Il sobrio titolo originale del quinto film che abbiamo scelto per voi, “Jeremiah Johnson”, è stato trasformato in Italia in un ridondante “Corvo Rosso non avrai il mio scalpo”. Ma il bel western girato nel 1972 da Sydney Pollack è molto di più di un infinito duello tra il cacciatore bianco Robert Redford e il suo acerrimo nemico indiano.
La vicenda è liberamente ispirata alla vita di un personaggio leggendario della frontiera, il cacciatore John “Mangia fegato” Johnston, che prese parte a innumerevoli scaramucce durante le guerre indiane nell’Ovest e si conquistò il soprannome quando uccise a coltellate un guerriero Sioux e chiese ai suoi compagni se volevano assaggiare quel che era rimasto sulla sua lama. Ma “Jeremiah Johnson” è stato uno dei primi film a non rappresentare i nativi americani come brutali selvaggi da sterminare senza pietà. Gli indiani di Pollack sono uomini con usi e costumi diversi da quelli dei bianchi, e per molti versi superiori a loro grazie a un modo di vivere più rispettoso della natura e dei suoi ritmi. Anche per questo i maestosi scenari di montagna – il film è stato girato in numerosi parchi naturali e in altre località dello Utah – diventano protagonisti del film insieme agli attori, e accrescono il fascino del racconto.

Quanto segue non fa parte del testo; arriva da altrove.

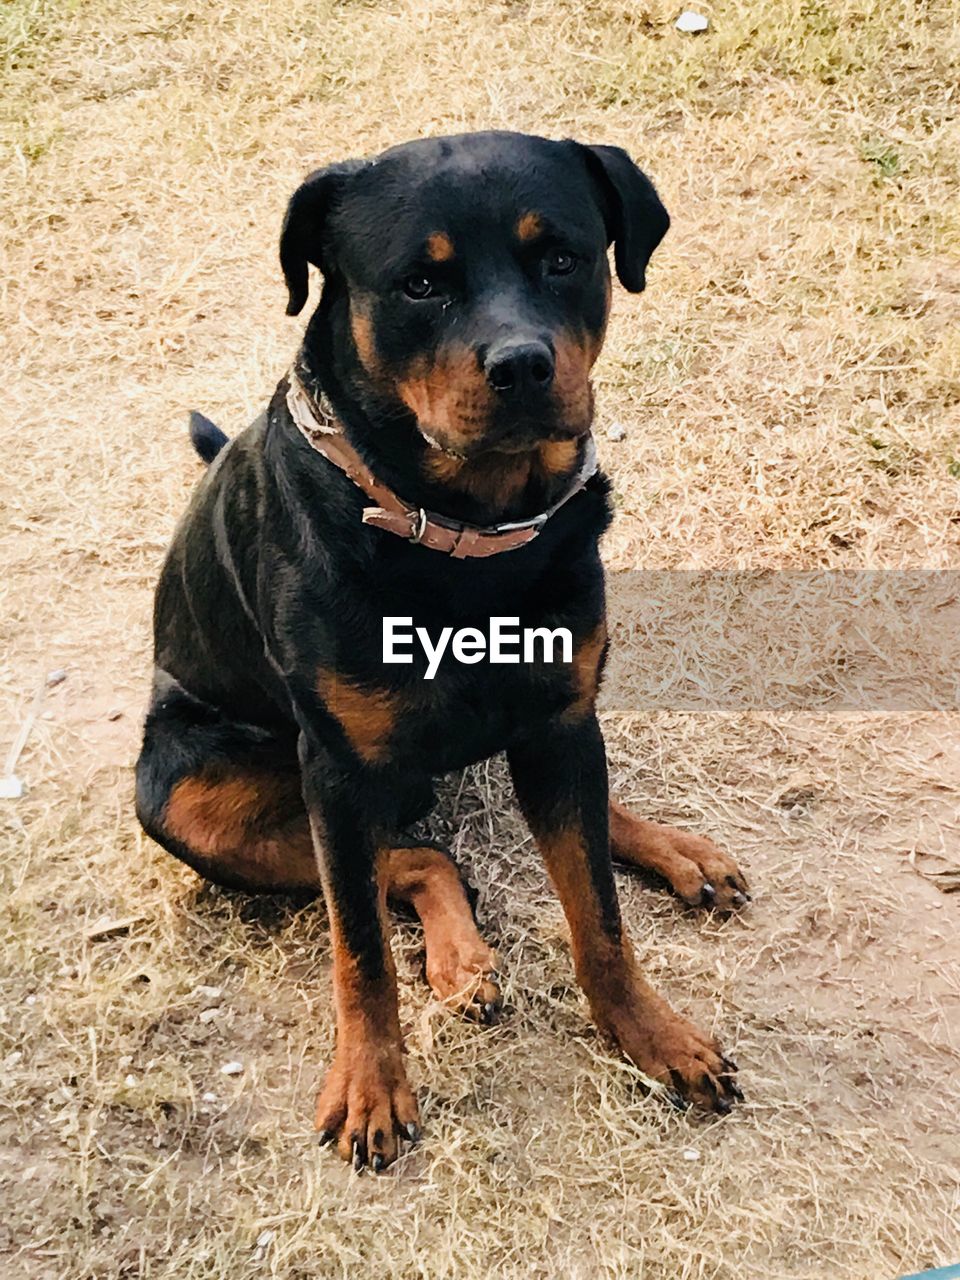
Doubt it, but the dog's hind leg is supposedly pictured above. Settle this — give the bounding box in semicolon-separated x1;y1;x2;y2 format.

“Nel film non c’era una grande linea narrativa – dirà con una punta di falsa modestia Pollack qualche anno più tardi – solo immagini, ritmi, stati d’animo e lunghe camminate nella neve”. Ma questo non impedì a “Jeremiah Johnson” di ottenere un grande successo al botteghino e di essere il primo western invitato ufficialmente al festival di Cannes. Da non perdere: è facilmente reperibile in dvd o in rete. E spesso viene riproposto in tv.